Chocolate Chip Skillet Cookie
A reader emailed and asked if I had a Chocolate Chip Skillet Cookie and not only had I not posted one, I didn’t even have a recipe in my arsenal. I quickly set to work and after three attempts to get it just right, this one is a winner.
My brother, bless him, totally gets me. We can talk (and eat) food until the cows come home. He loves to cook, knows his way around a kitchen and is always happy to take the leftovers home whenever he comes over to my house. It’s a good thing because last week I was on a cooking and baking tear and had some serious food to unload. This was my third round of making this skillet cookie and as good as they were, I didn’t want them in my house anymore. My pants were getting tighter by the bite. I know I have a problem when I’m getting up in the middle of the night to go to the bathroom and instead go to the kitchen first just to get a nibble.
I’m not sure what I love more about these cookies. If it’s the fact that it’s one giant cookie or if I didn’t spend an entire afternoon tending to baking rounds of cookies. Which technically is the same point but still, these are too EASY! In 22 minutes (give or take a little) you’re pulling out a hot, gooey chocoalte-y mess. They are thick and chewy with a buttery, crispy edge. Of course, I sprinkled sea salt on top but that’s totally optional. I think all dessert should be salted because it’s just so right.

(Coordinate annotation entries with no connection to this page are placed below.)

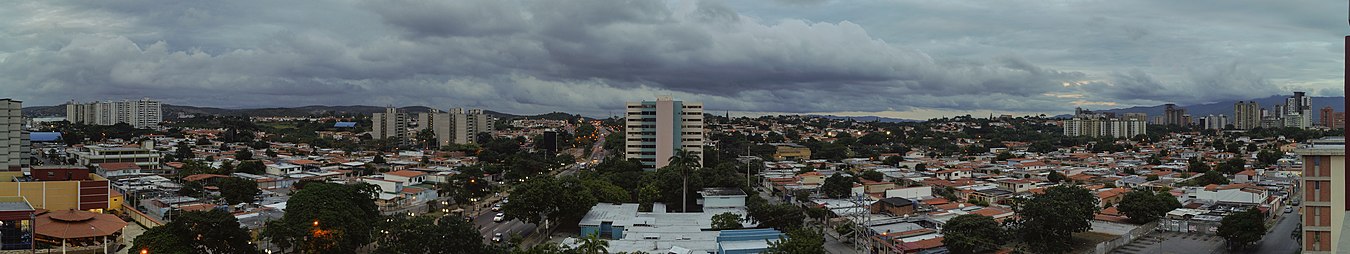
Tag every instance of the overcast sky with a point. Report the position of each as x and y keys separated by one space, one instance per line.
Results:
x=902 y=58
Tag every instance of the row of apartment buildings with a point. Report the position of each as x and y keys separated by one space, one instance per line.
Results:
x=455 y=126
x=141 y=114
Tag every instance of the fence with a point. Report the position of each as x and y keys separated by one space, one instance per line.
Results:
x=1125 y=239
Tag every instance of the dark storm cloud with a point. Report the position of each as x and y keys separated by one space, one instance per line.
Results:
x=590 y=56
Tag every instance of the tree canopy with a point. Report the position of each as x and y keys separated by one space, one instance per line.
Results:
x=1242 y=229
x=972 y=234
x=1049 y=220
x=327 y=218
x=431 y=234
x=1144 y=206
x=201 y=231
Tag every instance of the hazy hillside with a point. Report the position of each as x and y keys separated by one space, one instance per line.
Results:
x=1226 y=107
x=174 y=111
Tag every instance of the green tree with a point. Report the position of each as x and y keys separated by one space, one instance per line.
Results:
x=1003 y=156
x=726 y=220
x=559 y=200
x=184 y=151
x=243 y=154
x=593 y=245
x=1242 y=229
x=798 y=241
x=236 y=191
x=431 y=234
x=251 y=166
x=685 y=161
x=972 y=234
x=327 y=218
x=874 y=176
x=837 y=187
x=1144 y=206
x=1056 y=177
x=203 y=231
x=1049 y=220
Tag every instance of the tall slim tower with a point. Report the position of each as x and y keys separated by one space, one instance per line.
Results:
x=655 y=130
x=1246 y=115
x=14 y=141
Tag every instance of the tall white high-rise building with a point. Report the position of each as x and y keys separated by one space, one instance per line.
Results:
x=141 y=114
x=1086 y=123
x=1246 y=115
x=1214 y=122
x=390 y=124
x=656 y=130
x=14 y=141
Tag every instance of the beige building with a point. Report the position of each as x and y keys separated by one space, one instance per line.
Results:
x=455 y=126
x=1246 y=115
x=141 y=114
x=14 y=141
x=655 y=130
x=146 y=156
x=389 y=124
x=1323 y=196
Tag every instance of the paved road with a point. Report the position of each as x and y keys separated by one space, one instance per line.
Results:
x=1277 y=241
x=488 y=227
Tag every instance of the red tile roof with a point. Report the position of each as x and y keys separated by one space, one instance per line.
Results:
x=407 y=173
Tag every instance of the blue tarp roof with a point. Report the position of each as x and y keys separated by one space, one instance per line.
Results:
x=45 y=137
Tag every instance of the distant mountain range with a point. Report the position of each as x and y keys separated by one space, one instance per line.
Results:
x=1226 y=107
x=176 y=111
x=867 y=119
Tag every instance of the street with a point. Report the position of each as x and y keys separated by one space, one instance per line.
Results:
x=488 y=227
x=1277 y=239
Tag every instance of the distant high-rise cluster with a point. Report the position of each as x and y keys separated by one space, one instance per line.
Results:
x=1246 y=115
x=14 y=141
x=1173 y=115
x=1087 y=123
x=1331 y=119
x=658 y=129
x=1296 y=112
x=455 y=126
x=141 y=114
x=1214 y=122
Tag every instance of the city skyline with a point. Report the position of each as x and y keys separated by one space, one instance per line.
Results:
x=910 y=60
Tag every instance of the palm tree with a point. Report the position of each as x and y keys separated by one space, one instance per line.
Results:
x=685 y=160
x=593 y=245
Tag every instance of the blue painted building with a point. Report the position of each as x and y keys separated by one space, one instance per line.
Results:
x=747 y=241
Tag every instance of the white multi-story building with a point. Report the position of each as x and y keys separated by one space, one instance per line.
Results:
x=656 y=130
x=1214 y=122
x=141 y=114
x=1246 y=115
x=14 y=141
x=390 y=124
x=146 y=157
x=1086 y=123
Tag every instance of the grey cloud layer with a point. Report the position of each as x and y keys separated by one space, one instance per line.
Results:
x=581 y=56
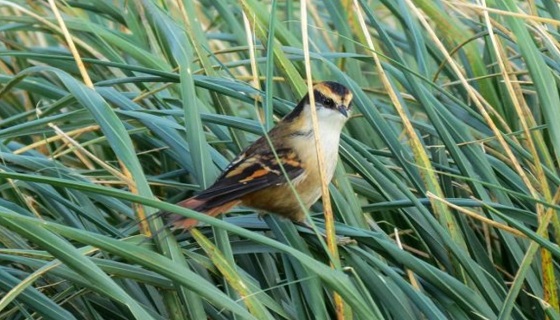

There’s something about baking in a cast iron that gets me too. The rustic quality of is is my preferred aesthetic and I love being able to plop dessert on the table without having to do anything else. Perhaps some ice cream to go with? Nothing fancy here but seriously the bomb. This is truly a one-pot dessert. (Or in my case, a meal, but not’s go there, ok?)
Happy hump day and go make a skillet cookie already. Your brother is waiting.Print
A chocolate chip skillet cooke recipe adjusted for high altitude.
- 2 cups + 3 tablespoons all purpose flour
- 1/2 teaspoon salt
- 1 1/4 teaspoons baking powder
- 12 tablespoons butter, melted and cooled slightly
- 1 cup minus 1 tablespoon light brown sugar
- 1/2 cup minus 1 teaspoon granulated sugar
- 1 large egg
- 1 large egg yolk
- 1 tablespoon vanilla extract
- 1 1/4 cups semisweet chocolate chips
- 1 teaspoon sea salt
- Preheat the oven to 325F degrees.
- Butter a 10-inch cast iron pan.
- Mix the flour, salt, and baking powder together in medium bowl; set aside.
- Beat the melted butter and sugars together in a large bowl until well combined. Add the egg, egg yolk, and vanilla and mix well. Fold the dry ingredients into the egg mixture and mix just until combined; do not over mix. Stir in the chocolate chips.
- Spoon the cookie dough into the cast iron and spread it smooth with the spatula. Sprinkle with sea salt if using.
- Bake until the top of cookie is light golden brown and slightly firm to the touch about 25 minutes. Remove from oven and cool on a wire rack to room temperature. Cut cookie into wedges and serve.
This recipe has been adjusted for high altitude. If you don’t need to adjust:
decrease flour to 2 1/8 cup, increase brown sugar to 1 cup, and instead of baking powder, use 1/2 teaspoon baking soda. Enjoy!!